It has been a huge privilege to support the Down’s Syndrome Bill on behalf of the Government. Last week, as the Minister responsible, I took it through its third reading which is the last House of Commons stage before going to the Lords for scrutiny. The Bill, which was put forward by Dr. Liam Fox MP, has been supported by a huge number of people with Down’s syndrome and their families. When it becomes law, it will mean that local authorities must assess and plan to meet the needs of people with Down's syndrome in areas like housing, care, and education. Plus, it will place a duty on the government to provide guidance on how to best support people with the syndrome.
As an aunt to a young boy with Down’s syndrome, I know how desperately needed this legislation is. I’ve met with many constituents, as well as, parents at the Apuldram Centre who’ve had to fight to get the support their family needs. This Bill is a hugely important step to rectifying the situation – it feels like the right time, right place, as the Minister I was able to support it wholeheartedly.

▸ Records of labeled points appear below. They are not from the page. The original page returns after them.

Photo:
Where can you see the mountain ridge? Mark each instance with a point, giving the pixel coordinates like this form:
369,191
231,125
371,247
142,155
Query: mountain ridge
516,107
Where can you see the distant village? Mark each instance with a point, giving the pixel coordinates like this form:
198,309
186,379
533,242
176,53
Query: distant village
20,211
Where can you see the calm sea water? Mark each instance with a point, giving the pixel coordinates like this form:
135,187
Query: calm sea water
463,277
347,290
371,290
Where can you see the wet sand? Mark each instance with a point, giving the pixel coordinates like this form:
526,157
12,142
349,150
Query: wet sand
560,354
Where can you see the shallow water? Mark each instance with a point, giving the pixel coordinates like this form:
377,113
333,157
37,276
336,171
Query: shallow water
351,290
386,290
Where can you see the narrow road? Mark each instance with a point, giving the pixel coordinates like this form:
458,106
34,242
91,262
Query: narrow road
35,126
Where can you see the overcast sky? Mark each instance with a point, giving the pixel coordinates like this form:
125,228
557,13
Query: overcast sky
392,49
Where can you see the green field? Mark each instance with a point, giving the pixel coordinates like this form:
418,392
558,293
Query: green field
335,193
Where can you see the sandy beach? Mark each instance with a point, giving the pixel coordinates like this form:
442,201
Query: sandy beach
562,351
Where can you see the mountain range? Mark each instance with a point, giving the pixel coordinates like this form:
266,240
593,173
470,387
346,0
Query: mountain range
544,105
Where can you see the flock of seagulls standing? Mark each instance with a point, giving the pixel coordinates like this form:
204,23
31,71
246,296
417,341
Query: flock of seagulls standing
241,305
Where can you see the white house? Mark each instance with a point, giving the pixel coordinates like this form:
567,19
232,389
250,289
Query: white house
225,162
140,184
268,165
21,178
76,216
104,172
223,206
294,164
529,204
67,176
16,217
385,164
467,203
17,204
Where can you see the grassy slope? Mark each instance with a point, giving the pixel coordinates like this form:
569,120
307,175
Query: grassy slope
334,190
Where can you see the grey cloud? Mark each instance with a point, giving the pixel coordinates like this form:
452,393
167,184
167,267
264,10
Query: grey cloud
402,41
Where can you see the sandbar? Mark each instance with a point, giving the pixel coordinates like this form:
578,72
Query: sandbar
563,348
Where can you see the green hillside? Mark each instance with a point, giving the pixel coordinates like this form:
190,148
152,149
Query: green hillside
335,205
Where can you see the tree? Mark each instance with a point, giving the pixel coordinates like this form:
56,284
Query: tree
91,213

This week we are marking Children’s Mental Health Week. Children and young people were uniquely impacted by the pandemic and they showed incredible resilience throughout. Currently, half of those who experience mental health challenges in their lifetime will have symptoms before the age of 14. That is why we’re making nearly 400 mental health support teams accessible to almost 3 million school and college pupils in England by 2023, surpassing the commitment made in the 2017 Mental Health Green Paper.
We know that early intervention is key to addressing mental health – so putting in place support from school will help us ensure every child has the best chance to live a healthier, happier life.